Distribute Elements Into Two Arrays II
A hard-tier problem at 29% community acceptance, tagged with Array, Binary Indexed Tree, Segment Tree. Reported in interviews at Autodesk and 0 others.
Distribute Elements Into Two Arrays II is a hard problem that's hit Autodesk's assessments. With a 29% acceptance rate, it's the kind of problem that splits candidates fast. The trick isn't the distribution logic itself; it's tracking order relationships efficiently enough that your solution doesn't timeout on large inputs. Most people see "distribute" and write a simulation that works on examples, then watch it TLE on the real test. If this problem shows up in your OA and you blank on the data structure choice, StealthCoder surfaces a working solution in seconds, invisible to the proctor.
Companies that ask "Distribute Elements Into Two Arrays II"
Distribute Elements Into Two Arrays II is the kind of problem that decides whether you pass. StealthCoder reads the problem on screen and surfaces a working solution in under 2 seconds. Invisible to screen share. The proctor sees nothing. Built by an Amazon engineer who realized the OA tests how well you memorized 200 problems, not how well you code.

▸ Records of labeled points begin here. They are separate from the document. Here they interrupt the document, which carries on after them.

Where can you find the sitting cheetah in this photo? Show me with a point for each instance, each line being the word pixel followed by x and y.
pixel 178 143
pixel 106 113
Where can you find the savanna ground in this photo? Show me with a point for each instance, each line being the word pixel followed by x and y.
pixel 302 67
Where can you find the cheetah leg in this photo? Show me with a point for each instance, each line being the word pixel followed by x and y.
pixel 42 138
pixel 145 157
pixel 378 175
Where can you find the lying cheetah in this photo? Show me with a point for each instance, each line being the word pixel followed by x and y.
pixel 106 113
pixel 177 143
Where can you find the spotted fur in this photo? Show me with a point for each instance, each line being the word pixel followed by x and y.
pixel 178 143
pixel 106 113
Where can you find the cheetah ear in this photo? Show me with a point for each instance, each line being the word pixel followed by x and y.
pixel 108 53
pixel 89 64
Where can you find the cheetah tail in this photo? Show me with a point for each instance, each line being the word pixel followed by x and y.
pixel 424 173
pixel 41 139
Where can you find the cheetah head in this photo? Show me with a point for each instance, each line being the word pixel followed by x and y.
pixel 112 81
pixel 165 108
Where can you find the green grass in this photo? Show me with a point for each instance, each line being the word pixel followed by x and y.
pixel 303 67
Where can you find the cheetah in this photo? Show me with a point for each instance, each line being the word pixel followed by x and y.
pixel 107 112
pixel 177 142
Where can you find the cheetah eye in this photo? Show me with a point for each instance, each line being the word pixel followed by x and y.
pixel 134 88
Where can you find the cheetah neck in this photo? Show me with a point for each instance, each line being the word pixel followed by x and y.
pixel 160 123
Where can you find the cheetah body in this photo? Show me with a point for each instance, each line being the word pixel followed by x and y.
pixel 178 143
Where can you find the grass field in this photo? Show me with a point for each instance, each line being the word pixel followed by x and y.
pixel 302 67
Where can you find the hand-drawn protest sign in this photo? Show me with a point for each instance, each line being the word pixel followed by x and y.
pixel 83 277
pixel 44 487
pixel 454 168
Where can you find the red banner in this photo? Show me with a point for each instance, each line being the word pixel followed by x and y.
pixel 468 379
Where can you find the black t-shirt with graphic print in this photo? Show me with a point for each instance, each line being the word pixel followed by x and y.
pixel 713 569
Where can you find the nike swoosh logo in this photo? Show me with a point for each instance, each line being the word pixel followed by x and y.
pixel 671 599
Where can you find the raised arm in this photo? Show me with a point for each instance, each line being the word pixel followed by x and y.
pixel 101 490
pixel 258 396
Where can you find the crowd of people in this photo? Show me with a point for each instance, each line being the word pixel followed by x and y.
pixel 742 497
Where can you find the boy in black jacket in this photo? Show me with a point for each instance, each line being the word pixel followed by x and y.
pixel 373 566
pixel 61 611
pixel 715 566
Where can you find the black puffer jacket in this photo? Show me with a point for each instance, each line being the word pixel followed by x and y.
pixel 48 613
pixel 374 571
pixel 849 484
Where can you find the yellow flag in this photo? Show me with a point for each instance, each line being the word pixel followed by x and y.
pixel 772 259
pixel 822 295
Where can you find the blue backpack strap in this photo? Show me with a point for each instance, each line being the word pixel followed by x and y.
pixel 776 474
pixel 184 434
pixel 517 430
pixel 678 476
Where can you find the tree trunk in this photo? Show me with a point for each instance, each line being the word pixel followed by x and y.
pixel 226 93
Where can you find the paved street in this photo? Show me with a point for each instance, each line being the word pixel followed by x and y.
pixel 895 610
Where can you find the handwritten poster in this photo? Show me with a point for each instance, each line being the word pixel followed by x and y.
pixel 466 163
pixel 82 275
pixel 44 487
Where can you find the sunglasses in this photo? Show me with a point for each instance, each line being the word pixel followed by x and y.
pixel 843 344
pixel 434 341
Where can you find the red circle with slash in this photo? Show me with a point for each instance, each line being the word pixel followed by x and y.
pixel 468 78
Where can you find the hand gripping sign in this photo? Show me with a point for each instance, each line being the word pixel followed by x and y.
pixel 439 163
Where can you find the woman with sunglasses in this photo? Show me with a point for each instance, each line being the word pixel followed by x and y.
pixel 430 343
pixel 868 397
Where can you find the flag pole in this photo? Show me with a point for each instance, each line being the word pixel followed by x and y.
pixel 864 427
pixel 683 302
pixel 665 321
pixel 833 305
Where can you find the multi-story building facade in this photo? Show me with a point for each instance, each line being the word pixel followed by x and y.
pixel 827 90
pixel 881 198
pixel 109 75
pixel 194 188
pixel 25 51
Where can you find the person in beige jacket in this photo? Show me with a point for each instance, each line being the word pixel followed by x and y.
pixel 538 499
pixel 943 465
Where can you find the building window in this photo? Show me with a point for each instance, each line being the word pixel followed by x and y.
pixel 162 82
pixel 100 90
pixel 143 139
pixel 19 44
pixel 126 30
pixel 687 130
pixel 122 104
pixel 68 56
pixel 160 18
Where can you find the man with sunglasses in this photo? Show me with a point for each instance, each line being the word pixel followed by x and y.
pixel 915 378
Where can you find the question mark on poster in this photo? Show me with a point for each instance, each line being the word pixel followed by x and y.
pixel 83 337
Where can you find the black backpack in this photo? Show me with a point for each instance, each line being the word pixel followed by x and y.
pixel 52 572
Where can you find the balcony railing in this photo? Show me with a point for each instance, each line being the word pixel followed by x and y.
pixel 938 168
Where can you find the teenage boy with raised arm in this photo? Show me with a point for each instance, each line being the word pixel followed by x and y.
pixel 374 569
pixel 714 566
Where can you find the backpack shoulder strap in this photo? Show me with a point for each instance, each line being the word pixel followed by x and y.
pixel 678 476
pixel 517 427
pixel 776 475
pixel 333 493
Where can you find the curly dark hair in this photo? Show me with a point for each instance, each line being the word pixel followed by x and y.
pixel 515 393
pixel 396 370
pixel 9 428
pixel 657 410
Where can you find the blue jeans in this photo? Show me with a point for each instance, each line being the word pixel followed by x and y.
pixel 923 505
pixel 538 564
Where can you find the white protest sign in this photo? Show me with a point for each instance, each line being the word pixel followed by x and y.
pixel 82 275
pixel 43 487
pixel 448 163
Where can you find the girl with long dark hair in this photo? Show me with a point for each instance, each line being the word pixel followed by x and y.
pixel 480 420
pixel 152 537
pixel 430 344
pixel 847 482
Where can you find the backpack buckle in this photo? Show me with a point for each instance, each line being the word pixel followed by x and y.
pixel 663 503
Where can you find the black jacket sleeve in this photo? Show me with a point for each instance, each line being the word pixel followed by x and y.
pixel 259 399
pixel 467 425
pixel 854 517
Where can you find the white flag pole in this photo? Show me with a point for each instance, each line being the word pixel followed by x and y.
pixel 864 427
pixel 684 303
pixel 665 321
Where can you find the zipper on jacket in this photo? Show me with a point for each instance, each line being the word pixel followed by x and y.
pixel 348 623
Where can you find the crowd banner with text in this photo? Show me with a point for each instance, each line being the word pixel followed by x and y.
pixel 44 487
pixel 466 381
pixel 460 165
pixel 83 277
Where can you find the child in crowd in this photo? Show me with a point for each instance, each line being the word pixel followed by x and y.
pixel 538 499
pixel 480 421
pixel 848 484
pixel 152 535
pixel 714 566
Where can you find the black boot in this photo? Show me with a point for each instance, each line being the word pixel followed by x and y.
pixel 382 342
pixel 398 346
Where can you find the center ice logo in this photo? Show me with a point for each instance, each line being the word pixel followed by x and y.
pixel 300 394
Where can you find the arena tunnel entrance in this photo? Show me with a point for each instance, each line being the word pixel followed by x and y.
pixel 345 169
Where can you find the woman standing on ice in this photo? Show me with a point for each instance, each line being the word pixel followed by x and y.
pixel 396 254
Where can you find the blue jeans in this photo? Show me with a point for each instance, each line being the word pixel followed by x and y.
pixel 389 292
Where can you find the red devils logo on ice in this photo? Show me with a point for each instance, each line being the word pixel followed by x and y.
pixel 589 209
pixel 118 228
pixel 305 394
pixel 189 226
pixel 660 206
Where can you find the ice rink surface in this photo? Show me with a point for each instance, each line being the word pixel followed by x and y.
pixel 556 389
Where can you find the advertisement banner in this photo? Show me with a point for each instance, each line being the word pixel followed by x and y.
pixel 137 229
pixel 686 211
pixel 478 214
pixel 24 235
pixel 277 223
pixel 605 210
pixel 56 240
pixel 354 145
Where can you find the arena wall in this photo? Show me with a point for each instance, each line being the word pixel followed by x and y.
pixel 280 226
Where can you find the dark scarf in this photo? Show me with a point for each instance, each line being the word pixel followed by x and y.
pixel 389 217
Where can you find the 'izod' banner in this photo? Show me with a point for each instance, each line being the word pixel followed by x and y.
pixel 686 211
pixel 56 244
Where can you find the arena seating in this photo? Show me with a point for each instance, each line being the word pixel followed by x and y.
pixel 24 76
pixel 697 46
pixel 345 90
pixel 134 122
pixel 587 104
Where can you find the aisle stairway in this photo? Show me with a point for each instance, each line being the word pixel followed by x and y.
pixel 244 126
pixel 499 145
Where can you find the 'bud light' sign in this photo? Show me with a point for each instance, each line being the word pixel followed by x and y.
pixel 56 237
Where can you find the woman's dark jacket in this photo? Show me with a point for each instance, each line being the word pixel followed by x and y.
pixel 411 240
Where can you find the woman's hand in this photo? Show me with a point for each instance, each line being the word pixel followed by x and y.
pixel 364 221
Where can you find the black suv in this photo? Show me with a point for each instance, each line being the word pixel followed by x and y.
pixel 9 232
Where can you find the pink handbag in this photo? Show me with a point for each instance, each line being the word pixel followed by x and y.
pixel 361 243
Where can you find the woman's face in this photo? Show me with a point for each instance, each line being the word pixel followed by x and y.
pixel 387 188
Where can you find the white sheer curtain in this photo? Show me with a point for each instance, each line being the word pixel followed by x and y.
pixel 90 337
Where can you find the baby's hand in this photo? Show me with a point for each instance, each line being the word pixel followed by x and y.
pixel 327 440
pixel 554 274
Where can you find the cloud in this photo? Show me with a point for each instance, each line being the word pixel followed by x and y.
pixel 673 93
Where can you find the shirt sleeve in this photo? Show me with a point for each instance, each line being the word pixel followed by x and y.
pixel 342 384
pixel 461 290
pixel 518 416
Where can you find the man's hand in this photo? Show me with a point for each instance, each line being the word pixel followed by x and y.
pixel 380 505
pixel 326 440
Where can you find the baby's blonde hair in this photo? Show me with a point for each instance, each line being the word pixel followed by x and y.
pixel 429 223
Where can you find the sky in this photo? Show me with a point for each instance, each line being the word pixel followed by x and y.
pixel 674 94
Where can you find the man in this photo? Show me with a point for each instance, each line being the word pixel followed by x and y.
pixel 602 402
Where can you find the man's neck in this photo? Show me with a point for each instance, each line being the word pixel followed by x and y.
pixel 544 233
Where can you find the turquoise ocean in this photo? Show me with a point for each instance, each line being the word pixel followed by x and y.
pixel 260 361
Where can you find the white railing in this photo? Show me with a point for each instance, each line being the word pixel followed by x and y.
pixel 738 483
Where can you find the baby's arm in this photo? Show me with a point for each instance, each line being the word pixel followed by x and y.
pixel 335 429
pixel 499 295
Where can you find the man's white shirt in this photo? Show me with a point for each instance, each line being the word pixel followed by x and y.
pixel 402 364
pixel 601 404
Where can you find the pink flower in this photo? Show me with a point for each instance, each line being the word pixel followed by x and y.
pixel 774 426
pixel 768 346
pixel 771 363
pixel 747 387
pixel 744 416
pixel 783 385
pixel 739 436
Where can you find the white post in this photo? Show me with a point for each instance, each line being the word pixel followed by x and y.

Get StealthCoderThe core challenge is distributing elements while maintaining constraints that depend on previously placed elements. Naive simulation works for small inputs but explodes on larger ones because you're checking relationships repeatedly. The real pattern: you need a data structure that answers range queries or tracks order without full rescans. Binary Indexed Tree and Segment Tree both solve this, but the tree choice matters for your specific constraints. Many candidates default to simulation, hit TLE at 80%, panic, and rewrite under pressure. The pattern requires thinking in terms of "how many elements satisfy property X up to position Y" rather than "check each element individually." StealthCoder is your hedge if you freeze on the tree choice during the live assessment.
Pattern tags
You know the problem.
Make sure you actually pass it.
Distribute Elements Into Two Arrays II recycles across companies for a reason. It's hard-tier, and most candidates blank under the timer. StealthCoder is the hedge: an AI overlay invisible during screen share. It reads the problem and surfaces a working solution in under 2 seconds. Built by an Amazon engineer who realized the OA tests how well you memorized 200 problems, not how well you code. Works on HackerRank, CodeSignal, CoderPad, and Karat.
Distribute Elements Into Two Arrays II interview FAQ
Is this still asked at FAANG or just Autodesk?+
The data shows Autodesk as the reported company so far. That doesn't mean it's exclusive to them. Hard problems with 29% acceptance typically cycle through multiple tech companies. It's rare enough that you won't encounter it in most prep materials, but common enough that you should know the pattern if you're targeting hard-level assessments.
What makes this hard? Simulation doesn't work?+
Simulation is correct but not efficient. You can distribute elements correctly by checking constraints after each placement, but on large inputs this becomes O(n^2) or worse. The hard part is realizing simulation will TLE and switching to a Binary Indexed Tree or Segment Tree to answer range queries in O(log n) per operation.
Should I use a Binary Indexed Tree or Segment Tree?+
Both work. Binary Indexed Tree is lighter and faster to code under pressure. Segment Tree is more flexible if constraints change mid-interview. Binary Indexed Tree is the pragmatic choice for a 45-minute OA. Pick one, practice it, and commit. Don't decide on the clock.
How does this relate to Array and Simulation topics?+
Simulation is the obvious approach and teaches the problem logic. But simulation alone fails hard problems. Array manipulation is the base skill, but you need to step up to a data structure that queries the array efficiently without rescanning. That gap between simulation and optimized tree logic is where candidates stall.
What's the key insight I'm missing if I TLE?+
You're likely recalculating counts or positions for each element instead of querying a structure that maintains them. Stop rescanning. Build a tree (BIT or Segment Tree) that lets you query "how many placed elements satisfy my constraint" in O(log n). That's the shift from TLE to AC.